O ministro Dias Toffoli, do Supremo Tribunal Federal (STF), autorizou em definitivo as obras de implantação do Bus Rapid Transit (BRT) em Cuiabá e Várzea Grande.
A decisão foi publicada nesta segunda-feira (19.12) e confirma a medida liminar (provisória) que o magistrado havia concedido anteriormente.
Na ação, o magistrado decidiu que o Tribunal de Contas da União (TCU) não possui competência para atuar no processo que envolve a implantação do BRT e, portanto, cassou a decisão do TCU que havia suspendido as obras.

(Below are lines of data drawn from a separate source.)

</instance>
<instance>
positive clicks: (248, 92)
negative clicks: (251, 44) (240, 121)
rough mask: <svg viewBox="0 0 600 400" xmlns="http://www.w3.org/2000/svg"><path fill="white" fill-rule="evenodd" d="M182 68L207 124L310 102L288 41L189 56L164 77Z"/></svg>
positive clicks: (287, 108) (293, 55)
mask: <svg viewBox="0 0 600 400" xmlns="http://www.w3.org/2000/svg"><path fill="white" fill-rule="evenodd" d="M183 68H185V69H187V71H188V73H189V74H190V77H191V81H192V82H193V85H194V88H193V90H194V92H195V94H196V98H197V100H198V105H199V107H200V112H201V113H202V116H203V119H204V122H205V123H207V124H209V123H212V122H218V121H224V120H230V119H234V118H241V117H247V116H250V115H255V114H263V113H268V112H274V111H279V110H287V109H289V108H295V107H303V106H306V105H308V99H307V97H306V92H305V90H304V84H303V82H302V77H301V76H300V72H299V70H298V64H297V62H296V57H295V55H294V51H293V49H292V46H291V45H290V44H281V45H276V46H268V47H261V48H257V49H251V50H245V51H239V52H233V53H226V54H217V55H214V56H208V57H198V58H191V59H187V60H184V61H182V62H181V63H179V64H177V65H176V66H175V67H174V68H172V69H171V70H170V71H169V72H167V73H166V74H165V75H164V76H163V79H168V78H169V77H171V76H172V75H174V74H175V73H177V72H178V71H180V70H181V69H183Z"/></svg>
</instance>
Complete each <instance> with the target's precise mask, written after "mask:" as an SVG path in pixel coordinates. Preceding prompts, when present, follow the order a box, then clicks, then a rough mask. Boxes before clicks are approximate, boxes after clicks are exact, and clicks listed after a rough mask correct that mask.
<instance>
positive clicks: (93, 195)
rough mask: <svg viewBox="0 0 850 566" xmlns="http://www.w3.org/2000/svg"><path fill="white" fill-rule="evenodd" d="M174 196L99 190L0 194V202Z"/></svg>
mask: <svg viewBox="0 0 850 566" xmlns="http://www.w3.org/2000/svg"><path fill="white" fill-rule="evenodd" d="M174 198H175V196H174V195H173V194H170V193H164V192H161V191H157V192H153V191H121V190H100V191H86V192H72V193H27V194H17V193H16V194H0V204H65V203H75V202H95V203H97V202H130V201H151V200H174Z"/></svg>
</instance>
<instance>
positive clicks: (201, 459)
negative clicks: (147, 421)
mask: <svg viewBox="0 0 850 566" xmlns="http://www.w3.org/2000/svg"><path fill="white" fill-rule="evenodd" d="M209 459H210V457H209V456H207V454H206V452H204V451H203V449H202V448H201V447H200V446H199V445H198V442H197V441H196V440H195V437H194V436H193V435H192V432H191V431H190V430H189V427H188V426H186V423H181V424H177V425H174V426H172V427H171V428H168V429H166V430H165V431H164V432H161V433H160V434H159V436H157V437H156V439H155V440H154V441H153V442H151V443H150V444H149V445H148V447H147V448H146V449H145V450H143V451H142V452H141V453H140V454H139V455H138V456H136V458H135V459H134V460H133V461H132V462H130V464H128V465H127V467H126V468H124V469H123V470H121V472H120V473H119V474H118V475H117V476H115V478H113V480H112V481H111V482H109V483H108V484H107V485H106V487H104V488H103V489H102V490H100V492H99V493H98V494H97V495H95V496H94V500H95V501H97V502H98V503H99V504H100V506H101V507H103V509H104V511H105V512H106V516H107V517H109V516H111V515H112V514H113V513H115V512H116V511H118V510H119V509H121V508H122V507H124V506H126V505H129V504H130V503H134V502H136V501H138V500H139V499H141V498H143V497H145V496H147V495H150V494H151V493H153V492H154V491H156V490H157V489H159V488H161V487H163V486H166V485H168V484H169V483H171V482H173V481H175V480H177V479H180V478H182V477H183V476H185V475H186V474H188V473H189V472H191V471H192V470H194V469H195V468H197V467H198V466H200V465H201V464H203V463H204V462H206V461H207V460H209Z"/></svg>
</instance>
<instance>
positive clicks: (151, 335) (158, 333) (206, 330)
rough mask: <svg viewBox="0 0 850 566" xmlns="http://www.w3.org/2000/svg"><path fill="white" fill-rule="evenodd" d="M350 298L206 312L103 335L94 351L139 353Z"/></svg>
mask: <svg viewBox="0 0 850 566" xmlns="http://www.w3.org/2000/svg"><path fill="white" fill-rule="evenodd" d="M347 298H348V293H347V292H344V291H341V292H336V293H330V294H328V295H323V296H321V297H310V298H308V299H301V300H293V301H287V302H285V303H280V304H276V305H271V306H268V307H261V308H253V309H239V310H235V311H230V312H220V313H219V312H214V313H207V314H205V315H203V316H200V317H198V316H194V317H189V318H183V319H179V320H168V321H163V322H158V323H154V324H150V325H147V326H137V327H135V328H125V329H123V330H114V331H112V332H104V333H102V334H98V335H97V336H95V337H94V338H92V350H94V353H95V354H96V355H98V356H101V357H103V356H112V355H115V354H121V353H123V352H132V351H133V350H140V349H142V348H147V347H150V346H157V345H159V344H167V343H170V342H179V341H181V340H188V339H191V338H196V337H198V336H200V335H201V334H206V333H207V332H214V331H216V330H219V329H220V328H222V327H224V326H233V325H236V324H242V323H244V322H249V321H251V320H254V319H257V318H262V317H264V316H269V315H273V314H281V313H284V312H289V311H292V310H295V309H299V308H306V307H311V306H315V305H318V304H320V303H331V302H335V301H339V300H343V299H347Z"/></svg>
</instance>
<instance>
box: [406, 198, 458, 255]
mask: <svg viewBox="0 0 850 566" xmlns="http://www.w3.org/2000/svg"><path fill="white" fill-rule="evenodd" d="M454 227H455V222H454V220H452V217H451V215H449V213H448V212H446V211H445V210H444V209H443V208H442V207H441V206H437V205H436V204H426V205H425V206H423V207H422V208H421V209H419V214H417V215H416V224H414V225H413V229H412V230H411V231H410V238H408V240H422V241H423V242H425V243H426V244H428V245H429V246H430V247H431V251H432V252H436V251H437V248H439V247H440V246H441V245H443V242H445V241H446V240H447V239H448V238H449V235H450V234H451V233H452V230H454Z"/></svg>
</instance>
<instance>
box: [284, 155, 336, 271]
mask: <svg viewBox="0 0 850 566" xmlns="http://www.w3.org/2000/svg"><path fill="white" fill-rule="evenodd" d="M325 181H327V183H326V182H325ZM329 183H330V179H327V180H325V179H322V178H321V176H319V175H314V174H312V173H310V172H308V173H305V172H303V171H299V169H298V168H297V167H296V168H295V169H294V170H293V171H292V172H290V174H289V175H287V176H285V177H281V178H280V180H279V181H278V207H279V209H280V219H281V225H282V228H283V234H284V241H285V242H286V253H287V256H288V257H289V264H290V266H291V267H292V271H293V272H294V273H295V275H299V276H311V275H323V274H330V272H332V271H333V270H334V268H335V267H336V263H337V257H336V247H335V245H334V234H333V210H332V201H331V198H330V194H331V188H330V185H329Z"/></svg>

“Não há impedimentos ao TCU para que faça recomendações aos seus jurisdicionados, tais como às dirigidas ao Ministério do Desenvolvimento Regional. No entanto, falece competência a Corte de Contas da União para analisar e julgar os procedimentos administrativos e contratações de obras e serviços inerentes ao VLT/BRT cuiabano”, diz trecho da decisão.
Na ação, movida pelo Tribunal de Contas do Estado (TCE-MT), é relatado que a Prefeitura de Cuiabá tentou impedir a implantação do BRT por meio de duas ações: uma no Tribunal de Contas da União e a outra no TCE-MT.
O processo no TCE foi rejeitado e as obras devidamente autorizadas. Já o TCU acatou a representação e havia suspendido a continuidade das obras.
O TCE argumentou que a decisão do TCU era nula, pois o órgão só poderia intervir em obras que contassem com recursos federais, o que não era o caso.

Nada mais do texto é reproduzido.